Emery joined the panel about industry ambition on climate change at the Carbon Market Institute’s 7th Australasian Emissions Reduction Summit from the UK to talk about BP’s net zero by 2050 commitment, which it made in February this year.
The net zero target by 2050 covers both the operations on an absolute basis and “very importantly, and obviously a much larger number” is achieving net zero on its upstream oil and gas production, also on an absolute basis.
Cannon-Brookes didn’t waste the opportunity to call out the energy company’s level of ambition as Emery drilled down into the detail of its net zero plans.
“…I have some questions about Dominic’s use of the word ambitious,” Cannon-Brookes said.
“If the stats you just made are true, I don’t think BP are going net zero by 2050 and as we do need to do that, customers and everybody else. And you’re spending $500 million on sustainability – sh** I spent more than that last year, and I’m not BP, so let’s talk about ambition in real terms.”
In response, Emery admitted that the half a billion dollars the company had been investing in emissions reduction and sustainability over the past few years was “completely insufficient”, but the plan was to raise this figure to $4-5 billion in the coming years.

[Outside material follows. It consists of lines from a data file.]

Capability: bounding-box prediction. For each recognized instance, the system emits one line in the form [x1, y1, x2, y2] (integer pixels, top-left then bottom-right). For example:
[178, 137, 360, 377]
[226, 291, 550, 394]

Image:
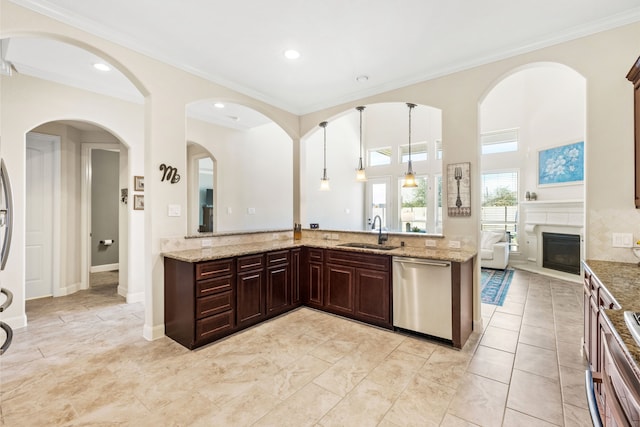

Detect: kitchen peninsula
[163, 232, 476, 351]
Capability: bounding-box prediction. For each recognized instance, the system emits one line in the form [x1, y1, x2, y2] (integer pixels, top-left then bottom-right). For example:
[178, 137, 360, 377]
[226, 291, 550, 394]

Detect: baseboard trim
[125, 291, 144, 304]
[90, 263, 119, 273]
[143, 323, 165, 341]
[3, 313, 27, 329]
[53, 283, 80, 297]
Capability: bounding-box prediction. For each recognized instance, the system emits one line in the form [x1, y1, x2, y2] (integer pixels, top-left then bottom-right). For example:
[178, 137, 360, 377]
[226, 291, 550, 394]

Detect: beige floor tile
[439, 413, 481, 426]
[365, 349, 427, 394]
[518, 323, 556, 350]
[253, 382, 341, 427]
[318, 379, 397, 427]
[563, 402, 593, 426]
[560, 365, 589, 409]
[417, 346, 471, 389]
[394, 335, 438, 358]
[507, 368, 564, 425]
[480, 325, 519, 353]
[447, 372, 509, 427]
[495, 300, 525, 316]
[255, 353, 332, 400]
[204, 384, 282, 426]
[487, 311, 522, 332]
[557, 339, 588, 370]
[514, 342, 559, 380]
[502, 408, 558, 426]
[312, 353, 376, 397]
[467, 344, 514, 384]
[383, 374, 456, 426]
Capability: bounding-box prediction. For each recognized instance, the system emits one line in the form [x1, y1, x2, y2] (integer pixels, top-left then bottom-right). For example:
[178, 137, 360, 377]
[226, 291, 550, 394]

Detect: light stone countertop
[163, 238, 477, 264]
[583, 260, 640, 378]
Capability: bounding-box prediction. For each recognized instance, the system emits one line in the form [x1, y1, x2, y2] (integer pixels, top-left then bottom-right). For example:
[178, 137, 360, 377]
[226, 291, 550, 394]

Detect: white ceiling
[5, 0, 640, 128]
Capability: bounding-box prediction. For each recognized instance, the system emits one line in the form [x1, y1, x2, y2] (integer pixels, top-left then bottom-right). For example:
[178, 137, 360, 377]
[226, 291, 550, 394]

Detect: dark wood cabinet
[266, 250, 290, 316]
[303, 248, 324, 308]
[236, 254, 265, 328]
[627, 55, 640, 208]
[325, 263, 355, 315]
[164, 257, 235, 349]
[355, 269, 390, 326]
[324, 249, 391, 329]
[290, 248, 301, 306]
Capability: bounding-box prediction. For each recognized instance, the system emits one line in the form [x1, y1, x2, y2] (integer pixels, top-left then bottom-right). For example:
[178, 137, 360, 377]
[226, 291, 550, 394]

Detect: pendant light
[319, 121, 330, 191]
[402, 103, 418, 188]
[355, 106, 367, 182]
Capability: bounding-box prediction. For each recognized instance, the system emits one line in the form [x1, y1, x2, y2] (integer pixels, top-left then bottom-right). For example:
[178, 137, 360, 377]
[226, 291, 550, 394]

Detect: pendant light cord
[407, 103, 416, 172]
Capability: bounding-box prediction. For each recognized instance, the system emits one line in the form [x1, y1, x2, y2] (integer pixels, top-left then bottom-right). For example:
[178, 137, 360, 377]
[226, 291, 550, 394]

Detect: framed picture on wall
[538, 141, 584, 187]
[133, 194, 144, 210]
[447, 162, 471, 217]
[134, 175, 144, 191]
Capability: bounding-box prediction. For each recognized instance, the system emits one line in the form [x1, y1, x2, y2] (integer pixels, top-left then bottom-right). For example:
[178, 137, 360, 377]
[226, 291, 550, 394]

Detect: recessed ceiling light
[284, 49, 301, 60]
[355, 75, 369, 83]
[214, 102, 225, 108]
[93, 63, 111, 72]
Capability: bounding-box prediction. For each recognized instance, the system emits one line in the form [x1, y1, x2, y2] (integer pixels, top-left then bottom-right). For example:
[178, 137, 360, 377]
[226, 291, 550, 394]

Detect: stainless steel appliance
[392, 256, 452, 340]
[0, 158, 14, 355]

“It’s quite a pivot that we announced earlier this year, I just want to clarify that.”
In providing the finer details, Emery said that by 2030, the fossil fuel behemoth plans to reduce its oil and gas production by 40 per cent. He also said that some fossil fuel projects in the pipeline would no longer be going ahead, and that it would stop exploring for new gas and oil resources in new countries.

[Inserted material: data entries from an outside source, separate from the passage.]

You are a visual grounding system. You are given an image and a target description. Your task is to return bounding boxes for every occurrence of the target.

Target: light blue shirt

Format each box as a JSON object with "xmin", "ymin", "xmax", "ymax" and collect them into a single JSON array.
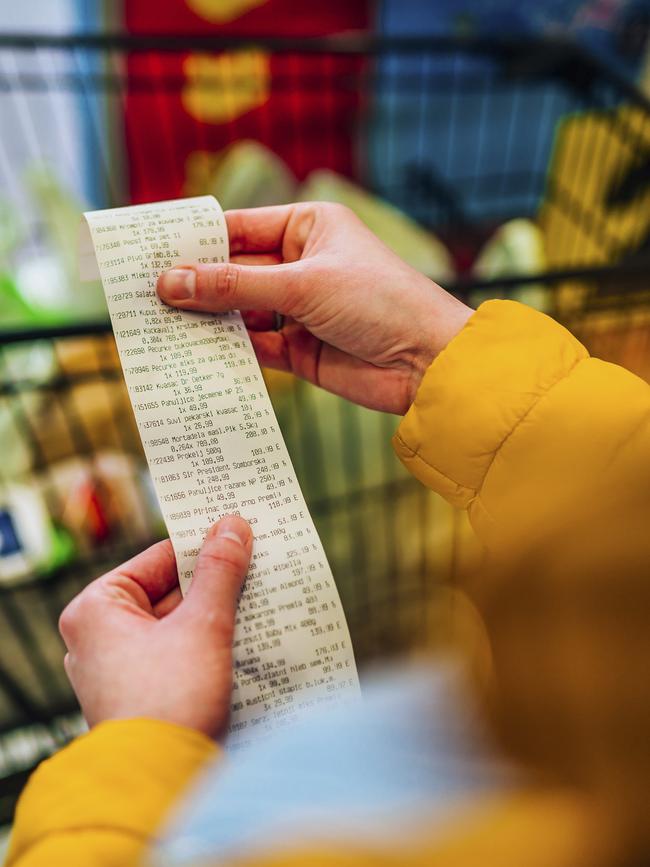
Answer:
[{"xmin": 153, "ymin": 662, "xmax": 511, "ymax": 866}]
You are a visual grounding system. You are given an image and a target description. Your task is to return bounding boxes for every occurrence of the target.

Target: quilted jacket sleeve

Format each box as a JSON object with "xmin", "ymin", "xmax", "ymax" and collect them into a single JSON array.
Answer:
[
  {"xmin": 5, "ymin": 719, "xmax": 217, "ymax": 867},
  {"xmin": 393, "ymin": 300, "xmax": 650, "ymax": 551}
]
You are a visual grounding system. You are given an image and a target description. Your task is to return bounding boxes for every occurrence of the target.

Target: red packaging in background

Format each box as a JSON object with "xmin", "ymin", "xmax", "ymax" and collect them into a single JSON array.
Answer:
[{"xmin": 123, "ymin": 0, "xmax": 370, "ymax": 204}]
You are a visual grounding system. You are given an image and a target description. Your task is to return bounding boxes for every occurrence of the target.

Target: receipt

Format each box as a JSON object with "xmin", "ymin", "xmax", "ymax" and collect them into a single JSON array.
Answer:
[{"xmin": 80, "ymin": 196, "xmax": 359, "ymax": 746}]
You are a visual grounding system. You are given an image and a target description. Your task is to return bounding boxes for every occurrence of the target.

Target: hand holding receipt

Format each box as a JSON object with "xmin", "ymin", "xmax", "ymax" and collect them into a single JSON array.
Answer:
[{"xmin": 77, "ymin": 196, "xmax": 359, "ymax": 746}]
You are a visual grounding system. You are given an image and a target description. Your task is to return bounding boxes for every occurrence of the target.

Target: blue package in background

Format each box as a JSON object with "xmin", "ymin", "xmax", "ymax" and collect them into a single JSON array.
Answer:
[
  {"xmin": 369, "ymin": 0, "xmax": 649, "ymax": 231},
  {"xmin": 0, "ymin": 510, "xmax": 22, "ymax": 558}
]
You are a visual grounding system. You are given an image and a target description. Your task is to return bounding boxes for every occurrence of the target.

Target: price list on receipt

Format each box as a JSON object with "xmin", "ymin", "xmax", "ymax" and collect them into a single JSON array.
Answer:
[{"xmin": 79, "ymin": 196, "xmax": 359, "ymax": 746}]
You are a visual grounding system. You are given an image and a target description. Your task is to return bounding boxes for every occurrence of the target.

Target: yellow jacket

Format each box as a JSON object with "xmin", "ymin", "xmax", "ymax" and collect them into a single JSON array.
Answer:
[{"xmin": 6, "ymin": 301, "xmax": 650, "ymax": 867}]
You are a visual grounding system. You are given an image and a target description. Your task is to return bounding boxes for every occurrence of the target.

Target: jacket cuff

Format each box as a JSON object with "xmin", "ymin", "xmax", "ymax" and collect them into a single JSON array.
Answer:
[
  {"xmin": 7, "ymin": 719, "xmax": 217, "ymax": 863},
  {"xmin": 392, "ymin": 300, "xmax": 588, "ymax": 510}
]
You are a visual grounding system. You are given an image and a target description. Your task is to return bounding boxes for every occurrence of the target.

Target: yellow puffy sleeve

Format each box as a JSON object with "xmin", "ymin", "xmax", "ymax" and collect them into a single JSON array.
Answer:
[
  {"xmin": 393, "ymin": 300, "xmax": 650, "ymax": 551},
  {"xmin": 6, "ymin": 719, "xmax": 217, "ymax": 867}
]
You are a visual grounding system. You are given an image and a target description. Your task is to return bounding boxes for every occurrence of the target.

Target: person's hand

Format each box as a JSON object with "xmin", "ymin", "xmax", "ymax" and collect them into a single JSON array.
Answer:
[
  {"xmin": 59, "ymin": 515, "xmax": 252, "ymax": 739},
  {"xmin": 157, "ymin": 203, "xmax": 472, "ymax": 414}
]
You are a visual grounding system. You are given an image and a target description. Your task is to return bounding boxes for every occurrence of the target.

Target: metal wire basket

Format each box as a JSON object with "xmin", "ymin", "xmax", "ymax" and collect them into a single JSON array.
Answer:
[{"xmin": 0, "ymin": 31, "xmax": 649, "ymax": 823}]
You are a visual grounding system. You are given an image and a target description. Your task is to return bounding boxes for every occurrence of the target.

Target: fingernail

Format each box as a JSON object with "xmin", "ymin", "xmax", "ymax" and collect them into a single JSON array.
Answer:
[
  {"xmin": 158, "ymin": 268, "xmax": 196, "ymax": 301},
  {"xmin": 215, "ymin": 516, "xmax": 250, "ymax": 546}
]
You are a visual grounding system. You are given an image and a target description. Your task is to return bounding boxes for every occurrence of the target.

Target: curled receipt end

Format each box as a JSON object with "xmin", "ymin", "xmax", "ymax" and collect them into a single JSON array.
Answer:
[{"xmin": 79, "ymin": 195, "xmax": 359, "ymax": 747}]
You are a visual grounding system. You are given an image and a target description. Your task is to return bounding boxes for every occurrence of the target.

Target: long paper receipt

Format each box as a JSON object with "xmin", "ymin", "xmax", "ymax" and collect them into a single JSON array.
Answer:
[{"xmin": 80, "ymin": 196, "xmax": 359, "ymax": 747}]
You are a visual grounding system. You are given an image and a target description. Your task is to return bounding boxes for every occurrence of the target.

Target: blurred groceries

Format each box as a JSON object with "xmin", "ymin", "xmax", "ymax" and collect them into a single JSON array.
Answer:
[
  {"xmin": 0, "ymin": 331, "xmax": 164, "ymax": 588},
  {"xmin": 0, "ymin": 168, "xmax": 107, "ymax": 330},
  {"xmin": 0, "ymin": 452, "xmax": 163, "ymax": 588},
  {"xmin": 186, "ymin": 140, "xmax": 296, "ymax": 211},
  {"xmin": 0, "ymin": 484, "xmax": 69, "ymax": 586},
  {"xmin": 187, "ymin": 138, "xmax": 558, "ymax": 291}
]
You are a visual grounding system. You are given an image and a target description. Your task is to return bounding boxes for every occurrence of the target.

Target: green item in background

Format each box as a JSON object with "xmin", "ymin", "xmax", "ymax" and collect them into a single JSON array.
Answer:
[
  {"xmin": 1, "ymin": 168, "xmax": 107, "ymax": 331},
  {"xmin": 26, "ymin": 166, "xmax": 82, "ymax": 280},
  {"xmin": 0, "ymin": 483, "xmax": 76, "ymax": 587},
  {"xmin": 198, "ymin": 140, "xmax": 297, "ymax": 211},
  {"xmin": 0, "ymin": 270, "xmax": 35, "ymax": 328},
  {"xmin": 471, "ymin": 217, "xmax": 550, "ymax": 312},
  {"xmin": 40, "ymin": 524, "xmax": 77, "ymax": 578},
  {"xmin": 0, "ymin": 200, "xmax": 33, "ymax": 328},
  {"xmin": 20, "ymin": 167, "xmax": 107, "ymax": 322},
  {"xmin": 298, "ymin": 169, "xmax": 456, "ymax": 283},
  {"xmin": 0, "ymin": 198, "xmax": 21, "ymax": 264}
]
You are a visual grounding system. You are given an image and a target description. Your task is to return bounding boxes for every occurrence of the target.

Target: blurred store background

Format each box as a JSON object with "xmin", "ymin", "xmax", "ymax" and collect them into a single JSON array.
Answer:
[{"xmin": 0, "ymin": 0, "xmax": 649, "ymax": 848}]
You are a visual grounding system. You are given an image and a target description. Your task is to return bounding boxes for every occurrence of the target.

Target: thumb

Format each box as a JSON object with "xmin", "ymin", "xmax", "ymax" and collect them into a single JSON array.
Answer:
[
  {"xmin": 157, "ymin": 262, "xmax": 300, "ymax": 314},
  {"xmin": 177, "ymin": 515, "xmax": 252, "ymax": 635}
]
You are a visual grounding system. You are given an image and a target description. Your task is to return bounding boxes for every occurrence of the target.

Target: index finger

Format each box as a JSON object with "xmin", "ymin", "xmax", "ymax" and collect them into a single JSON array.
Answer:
[
  {"xmin": 112, "ymin": 538, "xmax": 179, "ymax": 605},
  {"xmin": 226, "ymin": 205, "xmax": 295, "ymax": 255}
]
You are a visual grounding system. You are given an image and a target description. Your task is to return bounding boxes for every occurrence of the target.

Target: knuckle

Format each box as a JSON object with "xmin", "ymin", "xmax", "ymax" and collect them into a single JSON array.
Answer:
[
  {"xmin": 280, "ymin": 261, "xmax": 306, "ymax": 312},
  {"xmin": 206, "ymin": 605, "xmax": 237, "ymax": 638},
  {"xmin": 317, "ymin": 201, "xmax": 352, "ymax": 221},
  {"xmin": 224, "ymin": 210, "xmax": 244, "ymax": 250},
  {"xmin": 58, "ymin": 596, "xmax": 82, "ymax": 643},
  {"xmin": 205, "ymin": 262, "xmax": 240, "ymax": 307},
  {"xmin": 297, "ymin": 259, "xmax": 327, "ymax": 284},
  {"xmin": 58, "ymin": 585, "xmax": 101, "ymax": 643},
  {"xmin": 201, "ymin": 542, "xmax": 249, "ymax": 577}
]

It will also improve on its low carbon investments 10-fold by 2030, by about $5 billion, and bolster its renewable generation to roughly the equivalent to the renewable generation in the UK today.
Regarding newer technologies, the company is eyeing off hydrogen, EVs and low carbon aviation fuel “where there’s particularly high growth potential”.
But it doesn’t sound like it will be dabbling in just clean hydrogen – Emery also flagged blue hydrogen with carbon capture and storage as an option in the transition away from gas.
“We see the world wants and needs change, and we want to change, and we see a huge business opportunity in making that change,” he said.
“This is not an altruistic act, but it’s got business sense behind it.”
Atlassian’s net zero plan officially science based
Cannon-Brookes was also pleased to announce his company’s net zero plan had been approved by the by the Science Based Targets Initiative steering committee, which he says are “the strictest group looking at emissions”.
“We had our plan approved, I’m not that good at the corporate spin thing, but we’re getting on and doing it.”
He says the software company will be one of the smallest companies to get the SBTI’s tick of approval, which involves rigorous Scope 1, 2 and 3 reduction targets.
Reducing Scope 1 and 2 will involve procuring 100 per cent renewable energy – which it is already doing in line with its commitment to the RE 100 – as well as owning and residing in gas-free, all electric buildings.
Interestingly, it’s still going ahead with its ultra-sustainable $1 billion-plus headquarters near Sydney’s Central Station (stay tuned for our upcoming ebook on the circular economy to learn more about this project) despite its new policy that allows employees to work from anywhere (“Team Anywhere”) being key to reducing its travel-related Scope 3 emissions.
The other component of Scope 3 is its suppliers. The company wants 65 per cent of the companies it procures from to have SBTs by 2025.
ANZ also raising its head above the parapet
ANZ CEO Shayne Elliott was also on the panel where he addressed comments about the backlash his company’s climate commitments had received. In October, the bank unveiled “net zero emissions” test for loans that attracted the ire of Nationals MP David Littleproud.
“One of things I said when I first started, we want to do the right thing even if it comes at a cost, because doing the right thing when its free is easy but when it comes at a bit of a cost, reputational or money, you need to push that,” Elliot said at the event.
“When it comes to getting a bit of outrage, we’ve tried to tackle that head on and pick up the phone to and chat to those who’ve come from all walks of life.”
The concern was that the loan policy would hit farmers hard, but Elliot countered these concerns and said the loan test will focus on the “top 100 carbon emitters, and will have no impact on the bank’s farmgate lending practices”.
The bank has also committed to stop directly financing new coal-fired power plants or thermal coal mines by 2030.